I also began to think of my own demons that I battle on a daily basis. In a few short weeks, I will be attending a church convention and possibly elected to a national committee that is tasked with developing Christian Ministries for Young Adults (ages 22-40). I could be responsible for the ministries in Florida, Alabama and Georgia within my church denomination, the African Methodist Episcopal Zion Church. This sounds great and is definitely something that I am looking forward to, however, as many of you have read in my Christian and Cool chronicles, I sometimes still have the urge to go out and party, I like to have a drink or two every now and again to wind down and obviously, I am an unwed mother.
I have never prayed for God to remove these desires from my life or to change any part of who I am because I am a work in progress and already feel myself growing and maturing but I do wonder how my lifestyle is perceived by others, especially within the church. I don’t feel that the demons that I battle have the potential to do any harm like those of someone homicidal or those of a pedophile but they are what I consider to be my demons nonetheless.

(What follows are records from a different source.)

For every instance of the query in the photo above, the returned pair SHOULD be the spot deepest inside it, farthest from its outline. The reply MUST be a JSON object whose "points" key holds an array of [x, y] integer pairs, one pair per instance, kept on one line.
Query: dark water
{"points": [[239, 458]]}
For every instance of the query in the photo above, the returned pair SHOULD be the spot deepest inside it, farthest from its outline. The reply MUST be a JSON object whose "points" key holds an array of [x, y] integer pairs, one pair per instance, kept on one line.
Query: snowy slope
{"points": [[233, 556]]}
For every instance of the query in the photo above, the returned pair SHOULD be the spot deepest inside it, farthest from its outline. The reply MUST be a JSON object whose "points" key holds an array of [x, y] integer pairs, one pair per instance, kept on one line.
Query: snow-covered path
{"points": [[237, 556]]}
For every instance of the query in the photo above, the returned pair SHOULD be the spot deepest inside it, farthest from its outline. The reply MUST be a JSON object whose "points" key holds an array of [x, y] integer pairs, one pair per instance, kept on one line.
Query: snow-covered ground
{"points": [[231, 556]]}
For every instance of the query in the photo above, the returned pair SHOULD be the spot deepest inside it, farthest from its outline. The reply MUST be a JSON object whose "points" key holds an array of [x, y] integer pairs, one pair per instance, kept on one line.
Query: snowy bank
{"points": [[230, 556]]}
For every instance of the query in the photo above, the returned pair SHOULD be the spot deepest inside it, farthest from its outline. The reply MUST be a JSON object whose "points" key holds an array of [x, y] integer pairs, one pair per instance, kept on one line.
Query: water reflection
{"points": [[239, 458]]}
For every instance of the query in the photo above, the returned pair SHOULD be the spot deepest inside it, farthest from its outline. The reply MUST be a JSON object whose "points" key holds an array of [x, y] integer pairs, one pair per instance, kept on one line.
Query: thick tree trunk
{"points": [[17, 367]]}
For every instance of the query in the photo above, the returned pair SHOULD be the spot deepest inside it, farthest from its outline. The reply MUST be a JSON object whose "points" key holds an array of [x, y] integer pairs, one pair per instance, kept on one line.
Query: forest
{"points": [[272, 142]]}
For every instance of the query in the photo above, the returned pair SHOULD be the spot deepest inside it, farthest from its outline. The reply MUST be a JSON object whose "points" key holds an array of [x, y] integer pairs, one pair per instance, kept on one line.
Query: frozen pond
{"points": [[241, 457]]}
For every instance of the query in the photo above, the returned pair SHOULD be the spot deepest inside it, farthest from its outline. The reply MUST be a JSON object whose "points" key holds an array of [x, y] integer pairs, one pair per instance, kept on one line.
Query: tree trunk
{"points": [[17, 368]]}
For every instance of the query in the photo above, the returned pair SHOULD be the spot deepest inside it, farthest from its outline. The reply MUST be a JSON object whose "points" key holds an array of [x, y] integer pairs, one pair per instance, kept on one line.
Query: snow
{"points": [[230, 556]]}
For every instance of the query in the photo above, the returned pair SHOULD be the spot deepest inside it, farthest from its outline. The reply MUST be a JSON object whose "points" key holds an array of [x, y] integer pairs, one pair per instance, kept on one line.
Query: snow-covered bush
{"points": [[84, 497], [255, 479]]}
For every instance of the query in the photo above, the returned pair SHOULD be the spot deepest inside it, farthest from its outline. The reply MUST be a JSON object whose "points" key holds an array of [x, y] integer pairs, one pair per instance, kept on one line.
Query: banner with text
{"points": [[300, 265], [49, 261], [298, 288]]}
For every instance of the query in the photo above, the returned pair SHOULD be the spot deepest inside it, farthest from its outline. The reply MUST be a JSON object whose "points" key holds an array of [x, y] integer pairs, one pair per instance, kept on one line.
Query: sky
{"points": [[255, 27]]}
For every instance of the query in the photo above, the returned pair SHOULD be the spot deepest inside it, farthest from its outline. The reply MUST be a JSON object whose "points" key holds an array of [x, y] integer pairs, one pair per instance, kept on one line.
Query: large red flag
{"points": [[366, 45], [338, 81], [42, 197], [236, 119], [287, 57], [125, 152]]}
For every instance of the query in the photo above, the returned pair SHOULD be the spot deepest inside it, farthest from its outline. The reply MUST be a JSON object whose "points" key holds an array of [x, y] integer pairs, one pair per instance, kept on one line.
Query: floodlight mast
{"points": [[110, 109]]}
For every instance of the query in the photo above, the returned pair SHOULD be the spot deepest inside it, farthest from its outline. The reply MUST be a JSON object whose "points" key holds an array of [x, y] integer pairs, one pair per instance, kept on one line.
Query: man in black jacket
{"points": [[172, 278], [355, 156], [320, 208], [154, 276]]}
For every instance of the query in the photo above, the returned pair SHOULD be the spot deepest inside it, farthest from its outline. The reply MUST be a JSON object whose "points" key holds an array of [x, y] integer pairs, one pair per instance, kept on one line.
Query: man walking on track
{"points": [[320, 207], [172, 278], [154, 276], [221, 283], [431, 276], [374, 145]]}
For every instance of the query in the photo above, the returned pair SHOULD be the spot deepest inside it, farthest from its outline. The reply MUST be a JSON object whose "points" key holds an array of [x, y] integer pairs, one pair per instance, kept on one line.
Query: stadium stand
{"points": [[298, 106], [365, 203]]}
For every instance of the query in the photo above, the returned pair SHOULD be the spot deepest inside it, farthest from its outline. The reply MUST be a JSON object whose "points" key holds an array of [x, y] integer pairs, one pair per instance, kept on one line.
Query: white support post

As we go through out daily life trying to suppress those thoughts, desires and urges that society deems unholy, it feels like we are at war with ourselves. So how do you cope? I use the following three methods to maintain a life alignment:
- Surround myself with people who have my best interest at heart
- Focus on positive and productive activities
- Always remain considerate of how my actions might affect those around me
What are some methods that you use to live on the good side and suppress your demons?